Holidays

by | Jun 20, 2022

“In the last days it will be, God declares, that I will pour out my Spirit upon all flesh, and your sons and your daughters shall prophesy, and your young men shall see visions, and your old men shall dream dreams.”  Acts 2:17

This last weekend, we commemorated not one but two holidays. The third Sunday of June is Father’s Day, which happened this year on June 19. June 19th is also known as Juneteenth, and it is our newest federal holiday. On June 19, 1865, Gen. Gordon Granger announced General Order No. 3, which confirmed freedom for enslaved people in Texas. This was the last such announcement, occurring 2.5 years after Abraham Lincoln issued the Emancipation Proclamation.

In addition to official holidays, some of us have our own personal holidays. This last weekend, General Assembly started. Steve Salyards, also known as the GA Junkie, is one of the writers covering the GA for the Presbyterian Outlook. I wouldn’t be surprised if Steve, and several others who are regulars at GA, consider the start of GA as a kind of personal holiday! This year is special, not only for the unusual hybrid format of the GA, but because our own Ruth Santana-Grace, former Executive Presbyter, was elected on Saturday as Co-Moderator of the GA, along with Shavon Starling-Louis. We will certainly look to welcome Ruth in her new capacity in the coming two years!

For myself, I can name two very specific personal holidays. One is King and Queen Sunday, my take on Martin Luther King Jr. Day. Dr.
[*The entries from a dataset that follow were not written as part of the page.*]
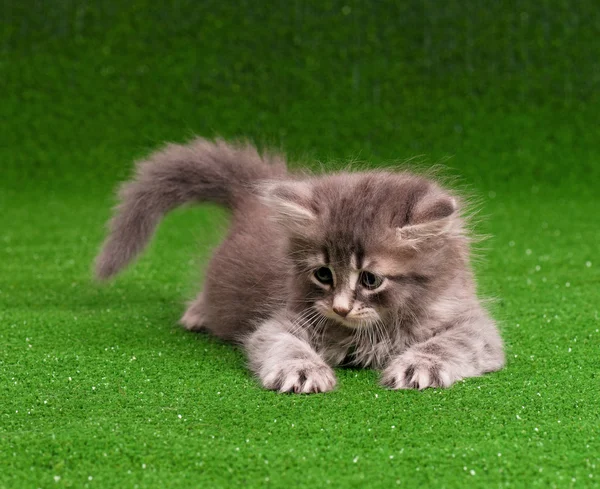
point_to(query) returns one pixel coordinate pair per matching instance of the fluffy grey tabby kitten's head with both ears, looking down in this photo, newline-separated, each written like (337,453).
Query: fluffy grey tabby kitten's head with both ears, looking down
(368,247)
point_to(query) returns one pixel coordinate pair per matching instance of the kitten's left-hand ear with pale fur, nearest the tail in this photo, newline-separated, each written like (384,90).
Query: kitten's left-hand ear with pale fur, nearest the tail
(290,202)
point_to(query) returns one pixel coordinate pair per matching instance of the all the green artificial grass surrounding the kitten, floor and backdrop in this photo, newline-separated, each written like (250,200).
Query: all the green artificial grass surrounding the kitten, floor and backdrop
(98,385)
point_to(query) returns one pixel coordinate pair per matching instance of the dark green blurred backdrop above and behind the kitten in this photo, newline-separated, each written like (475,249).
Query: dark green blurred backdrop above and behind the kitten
(505,92)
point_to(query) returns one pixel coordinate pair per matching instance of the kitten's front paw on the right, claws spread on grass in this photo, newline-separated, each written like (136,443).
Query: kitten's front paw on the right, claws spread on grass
(414,371)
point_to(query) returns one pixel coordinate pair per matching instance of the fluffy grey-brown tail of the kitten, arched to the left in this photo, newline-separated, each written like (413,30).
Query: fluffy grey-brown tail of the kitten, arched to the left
(201,171)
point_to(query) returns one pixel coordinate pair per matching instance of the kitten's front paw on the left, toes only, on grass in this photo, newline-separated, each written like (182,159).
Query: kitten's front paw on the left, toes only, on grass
(300,376)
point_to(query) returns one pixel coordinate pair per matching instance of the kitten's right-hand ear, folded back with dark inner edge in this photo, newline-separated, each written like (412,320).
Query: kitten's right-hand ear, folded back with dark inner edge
(433,216)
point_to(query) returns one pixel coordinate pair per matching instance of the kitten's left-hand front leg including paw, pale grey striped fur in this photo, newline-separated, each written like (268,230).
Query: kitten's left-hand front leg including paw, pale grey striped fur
(284,360)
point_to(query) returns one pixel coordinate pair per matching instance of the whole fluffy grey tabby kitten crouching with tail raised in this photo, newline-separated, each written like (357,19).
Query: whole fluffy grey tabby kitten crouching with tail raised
(368,269)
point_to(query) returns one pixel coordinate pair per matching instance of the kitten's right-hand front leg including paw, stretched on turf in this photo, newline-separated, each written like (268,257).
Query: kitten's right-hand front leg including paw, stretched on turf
(463,350)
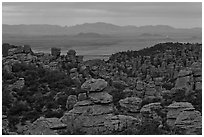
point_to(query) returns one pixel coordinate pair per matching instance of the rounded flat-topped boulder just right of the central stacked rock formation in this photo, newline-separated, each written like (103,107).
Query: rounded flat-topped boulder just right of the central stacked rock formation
(131,104)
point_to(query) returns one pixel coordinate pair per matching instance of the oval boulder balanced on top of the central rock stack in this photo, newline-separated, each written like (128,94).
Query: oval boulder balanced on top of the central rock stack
(94,85)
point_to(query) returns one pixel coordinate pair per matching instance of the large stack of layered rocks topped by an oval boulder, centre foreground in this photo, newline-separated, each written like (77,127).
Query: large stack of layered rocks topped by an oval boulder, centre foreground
(95,115)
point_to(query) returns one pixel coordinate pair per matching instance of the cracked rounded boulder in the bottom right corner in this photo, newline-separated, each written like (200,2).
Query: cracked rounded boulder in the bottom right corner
(190,122)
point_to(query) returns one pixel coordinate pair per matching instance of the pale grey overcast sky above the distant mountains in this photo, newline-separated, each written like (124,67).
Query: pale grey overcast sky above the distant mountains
(178,15)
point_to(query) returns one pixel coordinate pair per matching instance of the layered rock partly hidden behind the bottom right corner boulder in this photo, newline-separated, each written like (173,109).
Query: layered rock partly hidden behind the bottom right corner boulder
(175,109)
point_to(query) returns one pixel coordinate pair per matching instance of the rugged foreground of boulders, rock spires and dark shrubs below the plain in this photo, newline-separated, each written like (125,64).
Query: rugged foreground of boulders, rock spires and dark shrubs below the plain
(156,90)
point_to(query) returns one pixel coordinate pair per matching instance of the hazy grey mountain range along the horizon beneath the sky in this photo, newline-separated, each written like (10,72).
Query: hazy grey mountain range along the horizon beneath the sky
(98,29)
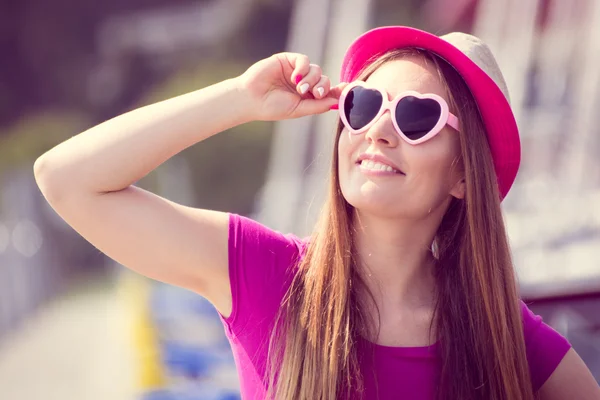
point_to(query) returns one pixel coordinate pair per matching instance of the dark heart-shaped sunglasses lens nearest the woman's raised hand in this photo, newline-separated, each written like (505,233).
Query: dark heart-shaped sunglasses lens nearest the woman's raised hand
(361,106)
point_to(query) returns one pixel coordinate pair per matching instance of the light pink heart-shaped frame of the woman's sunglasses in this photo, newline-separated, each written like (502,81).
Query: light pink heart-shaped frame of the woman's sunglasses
(446,117)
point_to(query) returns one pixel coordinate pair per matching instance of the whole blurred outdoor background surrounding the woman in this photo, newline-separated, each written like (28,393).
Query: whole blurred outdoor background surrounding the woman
(75,325)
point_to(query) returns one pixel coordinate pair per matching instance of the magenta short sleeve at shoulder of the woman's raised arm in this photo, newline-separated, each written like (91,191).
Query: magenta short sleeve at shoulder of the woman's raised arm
(260,265)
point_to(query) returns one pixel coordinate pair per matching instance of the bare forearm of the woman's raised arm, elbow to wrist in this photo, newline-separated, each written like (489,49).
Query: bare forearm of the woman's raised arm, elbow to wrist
(117,153)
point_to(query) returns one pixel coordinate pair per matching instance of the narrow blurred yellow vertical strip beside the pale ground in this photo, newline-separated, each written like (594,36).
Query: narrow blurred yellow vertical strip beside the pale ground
(136,291)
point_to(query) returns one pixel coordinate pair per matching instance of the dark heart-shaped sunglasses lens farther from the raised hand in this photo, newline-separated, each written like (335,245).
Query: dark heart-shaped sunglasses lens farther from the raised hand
(417,117)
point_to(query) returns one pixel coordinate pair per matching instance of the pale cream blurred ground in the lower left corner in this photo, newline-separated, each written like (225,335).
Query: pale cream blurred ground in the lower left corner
(76,347)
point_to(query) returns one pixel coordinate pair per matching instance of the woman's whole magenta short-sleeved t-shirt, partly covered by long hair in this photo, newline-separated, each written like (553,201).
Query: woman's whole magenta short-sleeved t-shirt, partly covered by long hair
(260,273)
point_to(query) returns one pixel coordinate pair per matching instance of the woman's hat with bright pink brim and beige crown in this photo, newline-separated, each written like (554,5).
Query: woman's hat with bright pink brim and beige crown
(475,63)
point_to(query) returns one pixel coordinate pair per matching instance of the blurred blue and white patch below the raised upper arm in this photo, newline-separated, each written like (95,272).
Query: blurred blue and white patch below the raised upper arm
(195,353)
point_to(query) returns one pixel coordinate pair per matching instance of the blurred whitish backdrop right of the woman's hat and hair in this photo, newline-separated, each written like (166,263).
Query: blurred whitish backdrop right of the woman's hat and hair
(550,52)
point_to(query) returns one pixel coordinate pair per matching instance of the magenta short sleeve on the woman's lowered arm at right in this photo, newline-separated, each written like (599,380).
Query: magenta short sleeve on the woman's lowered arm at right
(545,347)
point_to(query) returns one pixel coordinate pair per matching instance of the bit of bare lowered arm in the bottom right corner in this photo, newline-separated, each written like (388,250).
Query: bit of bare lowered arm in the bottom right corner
(570,380)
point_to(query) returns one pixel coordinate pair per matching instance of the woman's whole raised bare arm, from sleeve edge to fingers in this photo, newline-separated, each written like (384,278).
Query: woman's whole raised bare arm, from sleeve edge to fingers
(88,178)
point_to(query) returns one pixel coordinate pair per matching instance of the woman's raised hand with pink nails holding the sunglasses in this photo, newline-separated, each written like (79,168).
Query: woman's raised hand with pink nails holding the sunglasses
(287,85)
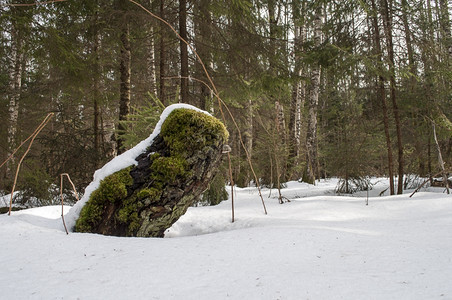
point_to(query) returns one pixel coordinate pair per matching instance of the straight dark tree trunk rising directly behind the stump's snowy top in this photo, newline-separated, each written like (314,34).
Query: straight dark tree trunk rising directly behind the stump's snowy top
(183,51)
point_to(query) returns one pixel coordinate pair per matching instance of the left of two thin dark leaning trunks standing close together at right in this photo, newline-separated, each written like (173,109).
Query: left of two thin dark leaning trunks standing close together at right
(382,95)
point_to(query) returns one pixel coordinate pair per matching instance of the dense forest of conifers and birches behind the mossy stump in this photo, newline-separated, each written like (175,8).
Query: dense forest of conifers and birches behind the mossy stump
(307,89)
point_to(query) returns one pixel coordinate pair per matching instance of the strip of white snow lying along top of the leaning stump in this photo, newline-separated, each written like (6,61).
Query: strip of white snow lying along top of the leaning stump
(122,161)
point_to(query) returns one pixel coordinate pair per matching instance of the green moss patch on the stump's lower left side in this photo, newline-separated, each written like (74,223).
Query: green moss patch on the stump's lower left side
(113,188)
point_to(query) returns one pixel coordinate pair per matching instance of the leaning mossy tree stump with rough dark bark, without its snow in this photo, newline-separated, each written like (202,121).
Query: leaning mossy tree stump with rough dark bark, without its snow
(146,199)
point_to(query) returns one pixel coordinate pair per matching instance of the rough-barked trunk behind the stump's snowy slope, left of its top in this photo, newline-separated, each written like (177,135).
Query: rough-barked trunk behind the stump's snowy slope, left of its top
(124,90)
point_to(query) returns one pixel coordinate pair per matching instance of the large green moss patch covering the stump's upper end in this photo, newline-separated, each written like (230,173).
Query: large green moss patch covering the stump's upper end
(186,131)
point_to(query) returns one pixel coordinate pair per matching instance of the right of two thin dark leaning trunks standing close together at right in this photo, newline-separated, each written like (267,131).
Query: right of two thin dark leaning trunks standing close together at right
(387,17)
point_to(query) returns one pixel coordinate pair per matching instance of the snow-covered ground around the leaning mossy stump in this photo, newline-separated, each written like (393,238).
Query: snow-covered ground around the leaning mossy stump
(318,246)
King’s birthday, January 15, 1929, is often honored on the same Sunday when churches in Hawai‘i remember with grief the illegal overthrow of the Kingdom of Hawai‘i and the forced abdication of Queen Lili‘uokalani, on January 17, 1893. Both of these leaders spent their lives seeking justice for their people, drawing on their deep Christian faith and modeling non-violent protest in their approach.

My second personal holiday just happened last Thursday, the commencement for Ted K. Tajima High School. This public charter school is not selective, and nearly all the students come from immigrant families. Most of the students are bilingual and are the first in their family to go to college. In this year’s graduating class of 112 students, 99% were admitted to 4-year colleges, including one student going to Stanford, one to Dartmouth, and several who will be attending UC schools including Berkeley, UCLA, Irvine, Riverside, and Santa Cruz. The valedictorian will be attending the University of Chicago, a recipient of QuestBridge and Gates scholarships. In his speech, he recalled being temporarily homeless when he started at Tajima High, and then his family found an apartment in Whittier, which required that he take a bus and then walk for 30 minutes to get to school near downtown LA each day. He remembered struggling with serious depression during the COVID lockdown. He honored his mother by attempting to speak in her indigenous native language from

Central America. And he closed by thanking his teachers and school counselors, including the one who encouraged him as he completed his college applications by saying, “You’re not as boring as you think you are.”

Watching these kids and seeing and hearing their families, bursting with pride, I imagined my father looking down from heaven, happy with what has been done with his legacy. When alive, he worked to inspire many students to dream beyond what society told them they deserved. In his death, this little school enables about 100 students and families to achieve their dreams every year.

We Christians often have to remind ourselves that new life comes out of death. The seed must die to bear fruit, and the Messiah must suffer on the cross before rising to new life for all of us. We are a people who see the cycle of life, and in our communal life, we weep with those who weep, and rejoice with those who rejoice. In the very full life of Rev. Mariko Yanagihara, we have occasion to do it all. Mariko has been spending years caring for her parents’ generation, and last month her father-in-law passed away. But Mariko now has another generation to care for. She is now a grandma, of two beautiful babies! Emilee Akemi Yoshida was born on April 3rd, and Kaylin Toyoko Blagaich was born on June 14th!

In our family of faith, we indeed have reason to weep, and reason to rejoice. Praise God for all these reminders that we can witness sons and daughters prophesying, young men seeing visions, and old men on earth and in heaven dreaming dreams. Thank God that whether we live or whether we die, we are the Lord’s. Together, let us continue to live into our faith, drawing strength from the love we share, and reflecting God’s kin-dom with the compassion and justice we offer. There is hope. There is life. There is Christ in our midst.